After reading a Test Plan you should have a good sense of how we plan to go about gaining confidence about the correctness of our product, and how much confidence we should have as a result of that process. You should know which tools will be used, when, how, and by whom, how these results will be reported, and how they will be used to determine whether or not the product is acceptable.

4.1 Test Case Specifications

Test Case Specifications are, to a test developer, what component specifications and design are to a product developer. They enumerate the test cases to be implemented, and describe the functional requirements for each.

In most cases, the supporting testing framework will have already been selected, and such details are almost never included in the individual test case specifications.

A test case specification should include:

  1. the name of the test case
    So that we have a way of referring to this test case.
  2. the component and functional area it tests
    So the reader knows what we are talking about.
  3. a simple statement of the assertion it tests
    Perhaps including reference to the relevent specifications and requirements.
  4. what pre-conditions must be established
    This establishes the context in which the test should be run (e.g. what data files should be where). These should only be the pre-conditions for this particular test case. More general pre-conditions (e.g. what software should be installed on what kind of system, and configured how) should be described at a higher level.
  5. what operations will be invoked (and if not obvious, how)
    This may be as simple as "run command x with arguments y", but it could possibly entail the construction of a new driver framework.
  6. what results will be captured (and if not obvious, how)
    This may be as simple as record the returned value, and save the contents of a few output files, but it could involve special stub-modules and diagnostic instrumentation.
  7. how we will determine whether or not the results are correct
    What our general expectations are, and how we will process the collected output to ascertain that those expectations have been fulfilled.

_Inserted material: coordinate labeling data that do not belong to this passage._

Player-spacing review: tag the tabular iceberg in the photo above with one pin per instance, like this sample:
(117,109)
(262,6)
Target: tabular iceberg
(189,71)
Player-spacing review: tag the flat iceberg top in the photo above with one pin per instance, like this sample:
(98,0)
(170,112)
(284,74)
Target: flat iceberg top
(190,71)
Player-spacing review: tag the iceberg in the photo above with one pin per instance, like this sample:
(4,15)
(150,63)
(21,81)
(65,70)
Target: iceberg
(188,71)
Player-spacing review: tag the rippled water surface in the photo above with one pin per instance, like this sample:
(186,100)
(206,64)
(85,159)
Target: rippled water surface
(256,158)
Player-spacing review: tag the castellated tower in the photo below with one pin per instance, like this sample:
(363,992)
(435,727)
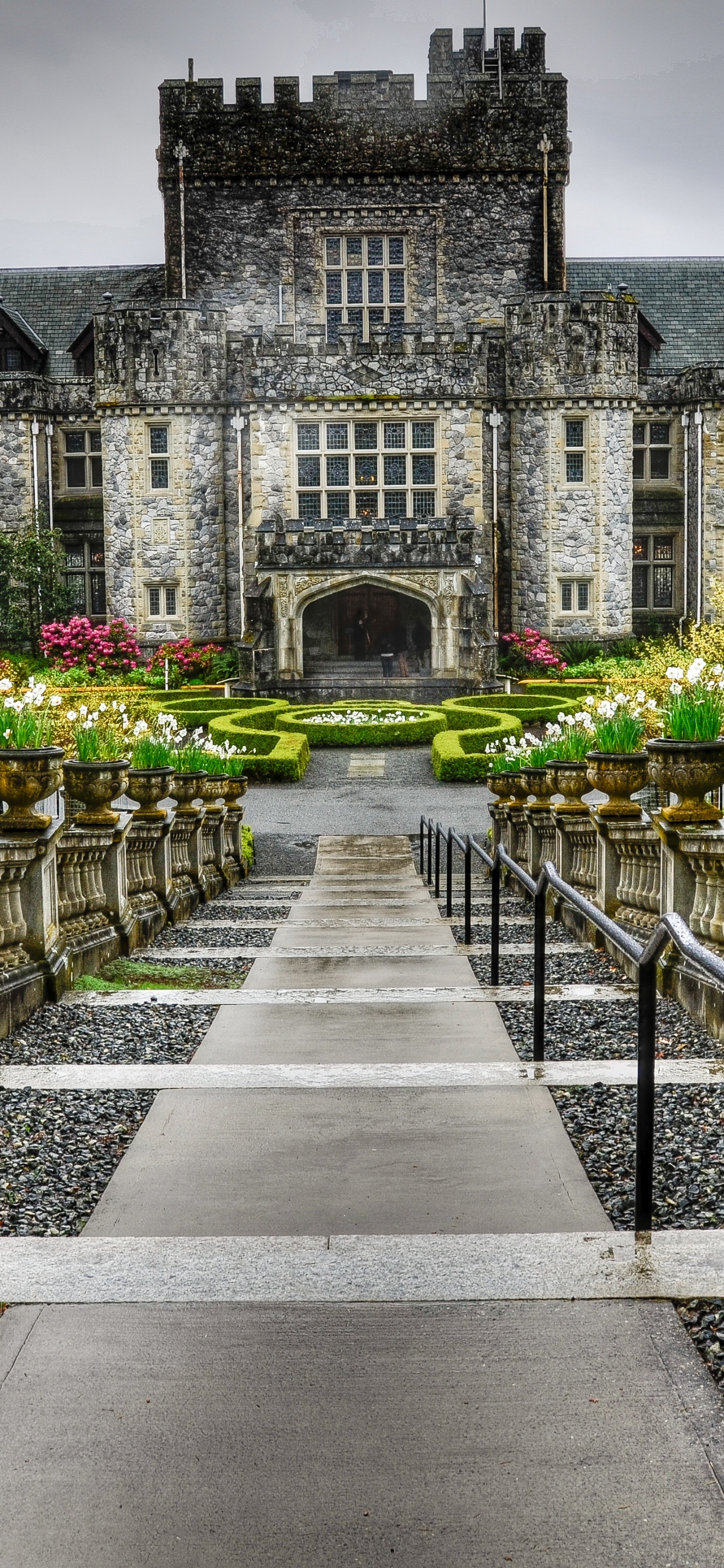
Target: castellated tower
(358,408)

As with other specifications and designs, there is no universally appropriate level of detail. For simple things to be done by people who are familiar with the problem, very brief descriptions may be entirely adequate. For complex things to be done by people who are new to the process, it may be necessary to spell out everything in painful detail. When in Rome, do as the Romans do.

5. Summary

Well designed test systems should run themselves and interpret their own output. As such, the running and interpretation of test suites should require no skill and little effort.

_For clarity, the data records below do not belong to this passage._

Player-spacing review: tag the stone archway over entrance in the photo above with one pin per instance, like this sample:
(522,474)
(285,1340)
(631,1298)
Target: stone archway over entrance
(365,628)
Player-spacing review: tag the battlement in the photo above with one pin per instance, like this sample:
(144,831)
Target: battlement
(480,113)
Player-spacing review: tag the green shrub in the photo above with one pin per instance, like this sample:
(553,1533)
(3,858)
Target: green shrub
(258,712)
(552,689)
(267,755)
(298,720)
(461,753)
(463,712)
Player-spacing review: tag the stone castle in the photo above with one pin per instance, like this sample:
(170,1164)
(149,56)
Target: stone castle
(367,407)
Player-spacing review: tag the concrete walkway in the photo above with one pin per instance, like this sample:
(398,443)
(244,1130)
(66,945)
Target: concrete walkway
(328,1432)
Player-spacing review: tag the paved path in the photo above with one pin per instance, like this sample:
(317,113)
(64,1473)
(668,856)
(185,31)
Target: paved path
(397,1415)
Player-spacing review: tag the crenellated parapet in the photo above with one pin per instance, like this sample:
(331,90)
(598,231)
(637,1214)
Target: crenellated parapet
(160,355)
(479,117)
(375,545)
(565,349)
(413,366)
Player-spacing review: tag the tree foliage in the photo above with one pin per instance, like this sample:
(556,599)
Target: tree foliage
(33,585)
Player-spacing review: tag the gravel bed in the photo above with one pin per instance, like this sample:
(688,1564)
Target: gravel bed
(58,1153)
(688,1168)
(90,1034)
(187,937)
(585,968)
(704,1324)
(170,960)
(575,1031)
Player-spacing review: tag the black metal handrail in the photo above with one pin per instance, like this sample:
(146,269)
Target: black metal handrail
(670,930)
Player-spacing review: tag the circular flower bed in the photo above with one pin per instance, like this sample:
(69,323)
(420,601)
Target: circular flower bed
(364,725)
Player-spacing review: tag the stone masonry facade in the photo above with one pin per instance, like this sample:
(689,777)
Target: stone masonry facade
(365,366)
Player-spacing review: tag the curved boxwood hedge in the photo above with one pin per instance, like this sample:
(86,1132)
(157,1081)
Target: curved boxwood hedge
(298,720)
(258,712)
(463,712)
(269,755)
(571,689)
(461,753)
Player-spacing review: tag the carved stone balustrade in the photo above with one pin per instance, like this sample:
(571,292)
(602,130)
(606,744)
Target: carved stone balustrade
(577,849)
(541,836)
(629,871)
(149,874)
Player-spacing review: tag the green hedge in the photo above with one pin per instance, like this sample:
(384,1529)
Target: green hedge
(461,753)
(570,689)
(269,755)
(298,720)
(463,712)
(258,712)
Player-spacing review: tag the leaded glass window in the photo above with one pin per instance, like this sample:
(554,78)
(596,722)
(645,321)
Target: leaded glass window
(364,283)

Deciding which test cases to run in order to get the greatest amount of confidence at an acceptable price, and enumerating the details associated with each of those test cases may require as much skill and effort as goes into the design and construction of the software to be tested. In most cases, the best way to ensure that a system can be thoroughly tested for a reasonable price is to architect the testability into the system when it is initially designed. You cannot properly archtect a system unless you know how you are going to test it.